Jan 28 2008
Of interest to Dark Visitor readers is item number three in the SANS list:
Cyber Espionage Efforts By Well Resourced Organizations Looking To Extract Large Amounts Of Data – Particularly Using Targeted Phishing
One of the biggest security stories of 2007 was disclosure in Congressional hearings and by senior DoD officials of massive penetration of federal agencies and defense contractors and theft of terabytes of data by the Chinese and other nation states. In 2008, despite intense scrutiny, these nation-state attacks will expand; more targets and increased sophistication will mean many successes for attackers. Economic espionage will be increasingly common as nation-states use cyber theft of data to gain economic advantage in multinational deals. The attack of choice involves targeted spear phishing with attachments, using well-researched social engineering methods to make the victim believe that an attachment comes from a trusted source, and using newly discovered Microsoft Office vulnerabilities and hiding techniques to circumvent virus checking.
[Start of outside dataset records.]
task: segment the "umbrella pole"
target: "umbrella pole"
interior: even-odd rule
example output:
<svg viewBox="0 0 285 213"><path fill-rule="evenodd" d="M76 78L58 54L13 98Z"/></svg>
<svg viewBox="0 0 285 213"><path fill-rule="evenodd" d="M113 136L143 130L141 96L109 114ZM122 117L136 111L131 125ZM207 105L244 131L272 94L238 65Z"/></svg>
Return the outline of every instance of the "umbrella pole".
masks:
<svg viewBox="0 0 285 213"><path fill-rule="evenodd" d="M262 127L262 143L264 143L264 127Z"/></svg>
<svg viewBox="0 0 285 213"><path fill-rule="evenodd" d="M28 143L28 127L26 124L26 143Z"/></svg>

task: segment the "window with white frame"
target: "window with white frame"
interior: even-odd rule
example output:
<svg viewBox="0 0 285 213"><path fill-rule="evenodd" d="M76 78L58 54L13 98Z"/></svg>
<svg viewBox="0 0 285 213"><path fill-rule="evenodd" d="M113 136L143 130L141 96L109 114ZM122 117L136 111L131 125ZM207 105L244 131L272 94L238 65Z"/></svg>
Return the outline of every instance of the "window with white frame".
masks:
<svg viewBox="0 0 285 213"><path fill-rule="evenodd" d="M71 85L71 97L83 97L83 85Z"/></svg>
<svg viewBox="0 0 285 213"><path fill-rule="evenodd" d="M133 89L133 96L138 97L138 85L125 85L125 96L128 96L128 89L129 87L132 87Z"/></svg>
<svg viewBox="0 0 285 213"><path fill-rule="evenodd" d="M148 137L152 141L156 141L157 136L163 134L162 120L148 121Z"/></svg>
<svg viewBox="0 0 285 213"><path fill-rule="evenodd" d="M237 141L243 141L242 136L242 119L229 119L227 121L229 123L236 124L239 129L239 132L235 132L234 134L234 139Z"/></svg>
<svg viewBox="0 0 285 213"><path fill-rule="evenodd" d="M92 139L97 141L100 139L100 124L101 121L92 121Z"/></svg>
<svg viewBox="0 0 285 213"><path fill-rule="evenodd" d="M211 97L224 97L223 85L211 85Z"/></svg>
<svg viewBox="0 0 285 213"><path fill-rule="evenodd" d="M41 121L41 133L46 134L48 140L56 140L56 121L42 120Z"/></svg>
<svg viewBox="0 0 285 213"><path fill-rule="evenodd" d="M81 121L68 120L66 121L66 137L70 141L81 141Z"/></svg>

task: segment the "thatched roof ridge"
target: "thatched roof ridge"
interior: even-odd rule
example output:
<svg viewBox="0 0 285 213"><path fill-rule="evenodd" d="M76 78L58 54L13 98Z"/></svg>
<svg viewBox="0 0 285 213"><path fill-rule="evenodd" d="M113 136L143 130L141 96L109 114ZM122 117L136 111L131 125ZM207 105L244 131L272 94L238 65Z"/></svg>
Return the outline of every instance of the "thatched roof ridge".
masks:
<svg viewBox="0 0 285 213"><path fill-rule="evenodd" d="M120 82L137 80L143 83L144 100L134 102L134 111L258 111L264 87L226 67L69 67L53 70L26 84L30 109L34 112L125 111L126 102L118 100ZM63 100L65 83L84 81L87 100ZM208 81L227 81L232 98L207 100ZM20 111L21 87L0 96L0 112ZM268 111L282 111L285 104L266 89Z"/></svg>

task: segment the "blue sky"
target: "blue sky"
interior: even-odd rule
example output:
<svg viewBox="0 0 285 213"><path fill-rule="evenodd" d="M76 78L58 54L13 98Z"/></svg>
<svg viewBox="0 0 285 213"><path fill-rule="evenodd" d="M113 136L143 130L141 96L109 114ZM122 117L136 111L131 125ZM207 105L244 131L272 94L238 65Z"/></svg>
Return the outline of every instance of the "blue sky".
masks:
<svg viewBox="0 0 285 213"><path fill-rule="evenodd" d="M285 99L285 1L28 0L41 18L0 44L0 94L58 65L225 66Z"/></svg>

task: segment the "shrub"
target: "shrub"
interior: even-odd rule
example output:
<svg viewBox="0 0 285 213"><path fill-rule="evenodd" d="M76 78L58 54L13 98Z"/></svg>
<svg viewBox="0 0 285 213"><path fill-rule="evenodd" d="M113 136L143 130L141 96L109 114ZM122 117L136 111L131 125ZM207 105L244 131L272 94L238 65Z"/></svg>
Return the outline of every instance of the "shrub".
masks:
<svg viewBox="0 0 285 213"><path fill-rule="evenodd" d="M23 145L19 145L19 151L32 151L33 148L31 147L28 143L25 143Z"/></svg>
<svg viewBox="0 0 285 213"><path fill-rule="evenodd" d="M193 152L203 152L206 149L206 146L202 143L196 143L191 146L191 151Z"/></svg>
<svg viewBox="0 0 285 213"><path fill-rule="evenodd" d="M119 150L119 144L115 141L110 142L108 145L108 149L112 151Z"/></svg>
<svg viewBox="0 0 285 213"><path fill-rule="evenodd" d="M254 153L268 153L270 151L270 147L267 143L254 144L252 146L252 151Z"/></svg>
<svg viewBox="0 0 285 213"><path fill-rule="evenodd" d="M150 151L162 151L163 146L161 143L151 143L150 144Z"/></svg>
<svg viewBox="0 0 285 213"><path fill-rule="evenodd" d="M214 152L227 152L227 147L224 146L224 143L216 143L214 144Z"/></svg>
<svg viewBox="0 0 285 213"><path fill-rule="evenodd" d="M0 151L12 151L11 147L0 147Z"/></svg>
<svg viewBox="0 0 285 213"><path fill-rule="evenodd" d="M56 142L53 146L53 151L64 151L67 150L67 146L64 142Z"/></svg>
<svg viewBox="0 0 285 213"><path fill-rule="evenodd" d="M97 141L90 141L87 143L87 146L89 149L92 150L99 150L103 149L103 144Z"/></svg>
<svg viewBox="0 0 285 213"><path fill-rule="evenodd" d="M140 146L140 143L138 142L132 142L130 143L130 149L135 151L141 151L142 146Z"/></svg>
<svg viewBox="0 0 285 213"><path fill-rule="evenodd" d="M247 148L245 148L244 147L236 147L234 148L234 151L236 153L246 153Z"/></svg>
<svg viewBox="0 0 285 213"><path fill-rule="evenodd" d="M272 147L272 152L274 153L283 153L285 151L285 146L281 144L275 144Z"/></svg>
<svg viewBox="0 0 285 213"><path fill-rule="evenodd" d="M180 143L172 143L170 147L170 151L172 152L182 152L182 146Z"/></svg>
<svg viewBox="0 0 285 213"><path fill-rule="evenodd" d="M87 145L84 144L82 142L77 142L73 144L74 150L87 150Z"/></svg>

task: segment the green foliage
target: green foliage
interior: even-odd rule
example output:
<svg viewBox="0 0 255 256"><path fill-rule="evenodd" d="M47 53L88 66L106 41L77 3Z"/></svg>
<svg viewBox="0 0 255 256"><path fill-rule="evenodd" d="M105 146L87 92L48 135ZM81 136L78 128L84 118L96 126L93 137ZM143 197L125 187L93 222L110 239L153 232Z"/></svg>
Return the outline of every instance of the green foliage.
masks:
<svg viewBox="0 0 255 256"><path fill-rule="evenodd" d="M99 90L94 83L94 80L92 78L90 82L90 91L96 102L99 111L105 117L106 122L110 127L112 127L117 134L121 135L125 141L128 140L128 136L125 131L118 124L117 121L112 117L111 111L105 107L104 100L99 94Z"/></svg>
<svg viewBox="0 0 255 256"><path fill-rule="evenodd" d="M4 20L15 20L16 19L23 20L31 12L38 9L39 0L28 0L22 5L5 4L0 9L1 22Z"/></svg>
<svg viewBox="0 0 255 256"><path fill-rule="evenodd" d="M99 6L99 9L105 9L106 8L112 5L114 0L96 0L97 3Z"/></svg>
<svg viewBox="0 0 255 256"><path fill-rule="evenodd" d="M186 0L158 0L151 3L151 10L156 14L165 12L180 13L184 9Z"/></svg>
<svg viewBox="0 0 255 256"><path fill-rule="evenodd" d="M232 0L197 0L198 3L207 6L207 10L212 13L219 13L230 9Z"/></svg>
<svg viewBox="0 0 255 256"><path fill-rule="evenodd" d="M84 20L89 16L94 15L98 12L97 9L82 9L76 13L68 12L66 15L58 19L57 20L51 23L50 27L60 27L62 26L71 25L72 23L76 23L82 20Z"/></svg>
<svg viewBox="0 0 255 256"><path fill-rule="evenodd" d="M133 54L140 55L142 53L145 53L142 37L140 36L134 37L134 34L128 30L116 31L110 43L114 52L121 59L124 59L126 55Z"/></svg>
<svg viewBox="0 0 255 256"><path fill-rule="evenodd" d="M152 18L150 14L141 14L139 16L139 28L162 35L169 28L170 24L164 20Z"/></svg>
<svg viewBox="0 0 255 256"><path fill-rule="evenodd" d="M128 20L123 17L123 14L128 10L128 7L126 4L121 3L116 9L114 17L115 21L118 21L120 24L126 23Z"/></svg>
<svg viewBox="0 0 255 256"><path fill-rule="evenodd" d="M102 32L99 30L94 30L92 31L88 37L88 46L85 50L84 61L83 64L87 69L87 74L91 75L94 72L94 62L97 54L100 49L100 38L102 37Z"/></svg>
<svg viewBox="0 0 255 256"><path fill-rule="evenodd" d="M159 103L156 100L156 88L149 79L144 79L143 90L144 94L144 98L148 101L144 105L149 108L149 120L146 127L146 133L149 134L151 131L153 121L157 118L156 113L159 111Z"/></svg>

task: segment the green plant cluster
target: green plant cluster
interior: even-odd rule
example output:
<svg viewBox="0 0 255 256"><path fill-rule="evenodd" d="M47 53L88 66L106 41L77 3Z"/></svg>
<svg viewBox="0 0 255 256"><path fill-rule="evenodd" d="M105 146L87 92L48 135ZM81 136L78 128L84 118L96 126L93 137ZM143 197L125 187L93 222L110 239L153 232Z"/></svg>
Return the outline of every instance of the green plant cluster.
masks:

The open-source information we have so far about this type of well-resourced [Chinese] cyber espionage is anecdotal and positive attribution hasn’t been possible. Our only sources are the Rolls-Royce information (very detailed) and Charlie Chen. The information that we have from DoD sources is very limited on detail and a lot of readers are inclined to dismiss it because attribution by IP address only is pretty unreliable. I think there is a lot more going on behind the scenes than IP geolocation. Consider the information that has been exfiltrated. Consider the methods that were used to harvest email addresses to use for social engineering. Consider the tools that were used and then you have a much better picture. Let’s face it, script kiddies aren’t interested in Naval Order of Battle in the Taiwan Straight. Also, script kiddies aren’t after specific information from the world’s largest research based pharmaceutical company. Update: I neglected to reference another attack with some good details: SANS ISC covered the spear-phishing attack on 30 members of Fa1un G0ng which is banned in the PRC.